Throughout my HR career, I have advised managers and business owners on disciplinary matters for employees, as well as employee terminations. One frustration that I’ve often seen from my clients is that I require a valid reason, as well as documentation, before I give the green light on any involuntary separation.
“But this is an at-will state! That means I can fire any employee, at any time, and I don’t even need a reason!” – A lot of managers
The above “quote” paraphrases an argument I hear frequently.
Definition of At-Will Employment?
At-will employment (which is used in many states) is a term that means an employee can be dismissed by an employer for any reason (meaning that “just cause” doesn’t need to be established), without any warning, as long as the reason for the termination is not illegal.
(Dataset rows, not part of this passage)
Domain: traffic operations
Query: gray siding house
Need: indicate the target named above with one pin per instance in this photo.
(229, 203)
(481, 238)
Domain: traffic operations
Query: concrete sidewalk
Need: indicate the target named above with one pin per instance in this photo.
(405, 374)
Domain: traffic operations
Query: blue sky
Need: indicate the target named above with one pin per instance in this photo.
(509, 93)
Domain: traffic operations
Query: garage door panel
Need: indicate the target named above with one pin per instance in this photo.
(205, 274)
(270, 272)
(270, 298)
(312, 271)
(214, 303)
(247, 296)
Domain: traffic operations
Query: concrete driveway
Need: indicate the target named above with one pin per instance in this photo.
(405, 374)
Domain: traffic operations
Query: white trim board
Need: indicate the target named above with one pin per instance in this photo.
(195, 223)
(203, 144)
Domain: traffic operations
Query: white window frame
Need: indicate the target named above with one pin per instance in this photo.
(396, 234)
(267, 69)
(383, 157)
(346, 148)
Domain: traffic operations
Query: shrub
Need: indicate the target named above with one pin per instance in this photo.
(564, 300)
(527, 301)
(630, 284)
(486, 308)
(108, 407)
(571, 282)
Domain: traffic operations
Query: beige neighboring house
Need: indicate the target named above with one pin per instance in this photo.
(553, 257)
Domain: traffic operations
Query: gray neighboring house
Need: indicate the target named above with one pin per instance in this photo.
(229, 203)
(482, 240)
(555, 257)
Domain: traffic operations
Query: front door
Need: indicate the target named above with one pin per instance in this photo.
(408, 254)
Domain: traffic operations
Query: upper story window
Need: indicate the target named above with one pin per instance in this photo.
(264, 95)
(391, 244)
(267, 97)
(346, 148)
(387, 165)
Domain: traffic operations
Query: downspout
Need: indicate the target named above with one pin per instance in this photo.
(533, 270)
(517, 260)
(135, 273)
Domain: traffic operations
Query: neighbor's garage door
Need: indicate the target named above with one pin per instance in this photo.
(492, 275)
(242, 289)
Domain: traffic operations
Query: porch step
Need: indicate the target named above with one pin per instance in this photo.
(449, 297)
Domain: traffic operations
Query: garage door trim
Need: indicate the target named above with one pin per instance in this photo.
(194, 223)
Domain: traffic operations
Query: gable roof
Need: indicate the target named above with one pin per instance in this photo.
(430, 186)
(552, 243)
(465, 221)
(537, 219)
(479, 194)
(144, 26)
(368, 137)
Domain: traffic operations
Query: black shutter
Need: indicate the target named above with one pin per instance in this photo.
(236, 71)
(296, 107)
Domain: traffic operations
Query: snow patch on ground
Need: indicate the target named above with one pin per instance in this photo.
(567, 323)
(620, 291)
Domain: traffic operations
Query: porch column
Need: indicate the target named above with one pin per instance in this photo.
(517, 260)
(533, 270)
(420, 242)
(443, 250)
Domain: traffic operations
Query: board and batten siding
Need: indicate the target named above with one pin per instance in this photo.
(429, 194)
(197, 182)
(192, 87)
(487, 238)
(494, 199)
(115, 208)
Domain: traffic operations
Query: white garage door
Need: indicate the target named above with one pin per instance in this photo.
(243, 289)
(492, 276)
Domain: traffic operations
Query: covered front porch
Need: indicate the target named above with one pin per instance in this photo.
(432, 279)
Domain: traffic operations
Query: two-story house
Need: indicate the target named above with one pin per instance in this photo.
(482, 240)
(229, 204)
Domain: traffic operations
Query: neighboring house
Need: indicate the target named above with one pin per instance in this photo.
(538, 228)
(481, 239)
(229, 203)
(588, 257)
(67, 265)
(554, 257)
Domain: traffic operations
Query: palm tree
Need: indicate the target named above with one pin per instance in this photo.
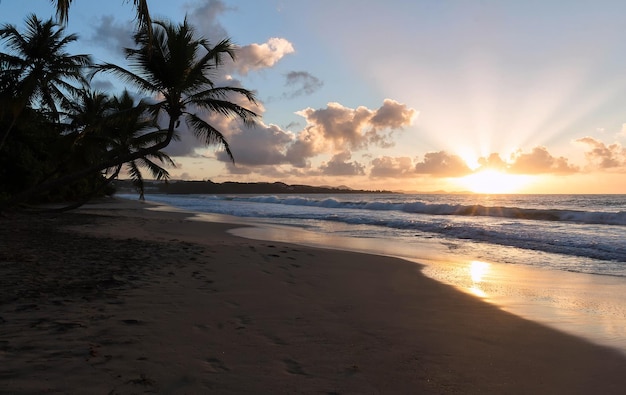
(141, 6)
(130, 128)
(175, 66)
(37, 71)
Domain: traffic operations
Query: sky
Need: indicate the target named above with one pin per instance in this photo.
(483, 96)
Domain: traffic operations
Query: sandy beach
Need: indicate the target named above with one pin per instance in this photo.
(116, 298)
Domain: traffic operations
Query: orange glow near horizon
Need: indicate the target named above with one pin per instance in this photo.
(493, 181)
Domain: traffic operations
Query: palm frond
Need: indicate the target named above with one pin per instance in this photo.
(206, 132)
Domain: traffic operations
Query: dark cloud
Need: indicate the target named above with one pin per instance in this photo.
(302, 83)
(604, 156)
(339, 166)
(442, 164)
(262, 145)
(388, 167)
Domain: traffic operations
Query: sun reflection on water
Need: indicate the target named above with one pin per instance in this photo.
(478, 270)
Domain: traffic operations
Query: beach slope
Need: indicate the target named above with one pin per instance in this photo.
(116, 298)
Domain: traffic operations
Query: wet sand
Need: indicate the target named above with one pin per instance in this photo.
(118, 299)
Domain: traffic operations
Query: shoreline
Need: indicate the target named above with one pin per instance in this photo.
(190, 308)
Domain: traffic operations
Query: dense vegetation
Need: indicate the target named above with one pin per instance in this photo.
(62, 140)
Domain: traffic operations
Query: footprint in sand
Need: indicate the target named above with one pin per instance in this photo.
(294, 367)
(215, 365)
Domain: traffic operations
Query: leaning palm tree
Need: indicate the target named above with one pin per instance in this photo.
(130, 128)
(174, 66)
(141, 6)
(37, 71)
(177, 66)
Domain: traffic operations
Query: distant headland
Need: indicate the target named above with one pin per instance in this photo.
(230, 187)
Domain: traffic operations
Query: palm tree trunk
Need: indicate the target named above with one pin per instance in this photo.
(70, 178)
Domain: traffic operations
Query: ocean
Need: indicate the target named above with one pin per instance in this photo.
(557, 259)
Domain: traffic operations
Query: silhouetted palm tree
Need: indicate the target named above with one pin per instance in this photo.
(176, 67)
(131, 127)
(37, 71)
(141, 8)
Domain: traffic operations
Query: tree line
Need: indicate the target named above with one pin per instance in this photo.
(63, 140)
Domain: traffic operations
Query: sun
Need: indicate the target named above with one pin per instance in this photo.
(494, 182)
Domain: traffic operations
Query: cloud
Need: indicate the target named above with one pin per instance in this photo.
(493, 161)
(389, 167)
(260, 56)
(442, 164)
(339, 166)
(262, 145)
(540, 161)
(111, 35)
(342, 128)
(604, 156)
(302, 83)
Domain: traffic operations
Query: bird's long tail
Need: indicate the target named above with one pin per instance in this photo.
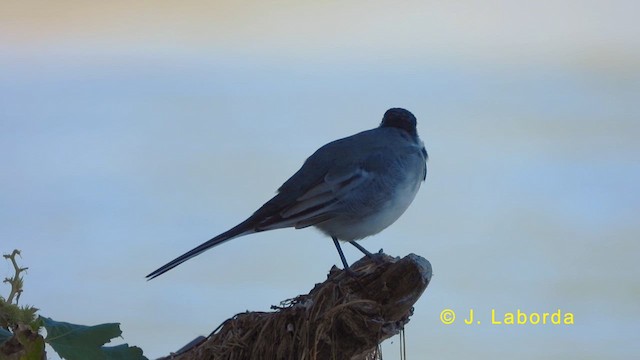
(241, 229)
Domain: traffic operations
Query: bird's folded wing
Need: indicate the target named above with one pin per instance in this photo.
(317, 204)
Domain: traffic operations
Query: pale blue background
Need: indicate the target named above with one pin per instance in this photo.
(130, 133)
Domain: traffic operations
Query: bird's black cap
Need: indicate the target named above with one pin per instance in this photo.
(400, 118)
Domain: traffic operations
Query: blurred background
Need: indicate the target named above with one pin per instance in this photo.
(131, 132)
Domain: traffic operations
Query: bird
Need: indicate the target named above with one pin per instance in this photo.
(348, 189)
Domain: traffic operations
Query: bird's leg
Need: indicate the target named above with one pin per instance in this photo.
(344, 260)
(366, 252)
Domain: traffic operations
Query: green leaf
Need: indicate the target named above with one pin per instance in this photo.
(123, 352)
(4, 335)
(85, 342)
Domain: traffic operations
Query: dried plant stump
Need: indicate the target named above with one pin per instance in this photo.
(345, 317)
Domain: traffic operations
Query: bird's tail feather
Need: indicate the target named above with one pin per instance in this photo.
(239, 230)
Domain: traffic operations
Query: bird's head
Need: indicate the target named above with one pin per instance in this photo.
(401, 119)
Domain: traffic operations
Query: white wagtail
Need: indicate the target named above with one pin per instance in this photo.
(349, 189)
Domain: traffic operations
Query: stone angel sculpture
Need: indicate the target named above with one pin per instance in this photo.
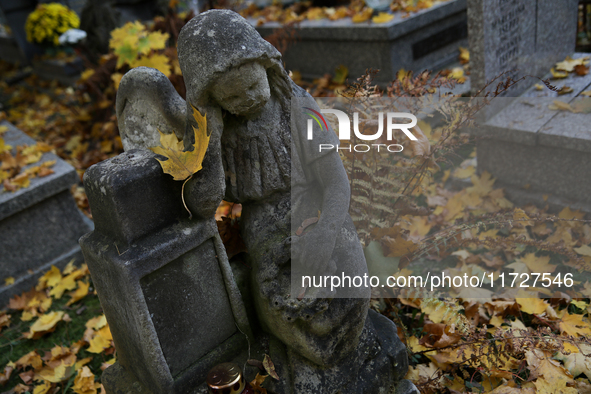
(258, 156)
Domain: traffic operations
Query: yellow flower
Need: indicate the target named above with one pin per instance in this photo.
(48, 22)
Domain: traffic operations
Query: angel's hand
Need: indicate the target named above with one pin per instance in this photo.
(311, 252)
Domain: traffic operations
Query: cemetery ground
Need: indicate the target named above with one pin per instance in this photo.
(55, 339)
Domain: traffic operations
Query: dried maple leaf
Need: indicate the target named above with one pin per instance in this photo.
(270, 367)
(362, 16)
(46, 323)
(43, 388)
(533, 306)
(569, 64)
(84, 382)
(182, 165)
(575, 326)
(581, 69)
(101, 341)
(80, 293)
(382, 17)
(159, 62)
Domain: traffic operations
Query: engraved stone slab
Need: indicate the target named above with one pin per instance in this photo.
(521, 37)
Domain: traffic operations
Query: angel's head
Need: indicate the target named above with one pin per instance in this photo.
(243, 90)
(226, 62)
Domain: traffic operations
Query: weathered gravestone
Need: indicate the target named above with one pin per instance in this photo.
(520, 37)
(425, 40)
(537, 154)
(163, 280)
(164, 283)
(40, 224)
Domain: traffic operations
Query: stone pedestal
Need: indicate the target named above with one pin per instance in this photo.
(39, 225)
(164, 281)
(538, 154)
(426, 40)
This certainly makes it seem that you can just fire anyone you’d like at any time. However, you can’t do so without some consequence. For example, letting an employee go because they “just aren’t a good fit”, with no documented performance issues, policy violations, etc. would still allow the employee to make an unemployment claim (that they could potentially win).
Negatives of At-Will Employment
Furthermore, arbitrarily picking and choosing which employees to fire and which to keep without any solid justification for business reasons can give the appearance that you are engaging in discriminatory practices, and anyone can file an EEOC claim for free. It’s easy for a (former) employee to find a reason to say that you, as an employer, discriminated against them, and then the onus is on you to prove that wasn’t the case.
So, to protect yourself from future claims against your company (and major headaches), it’s in your best interest to have solid justification for terminations – along with documentation regarding the reason. Be consistent in your practices, including progressive disciplinary action and terminations.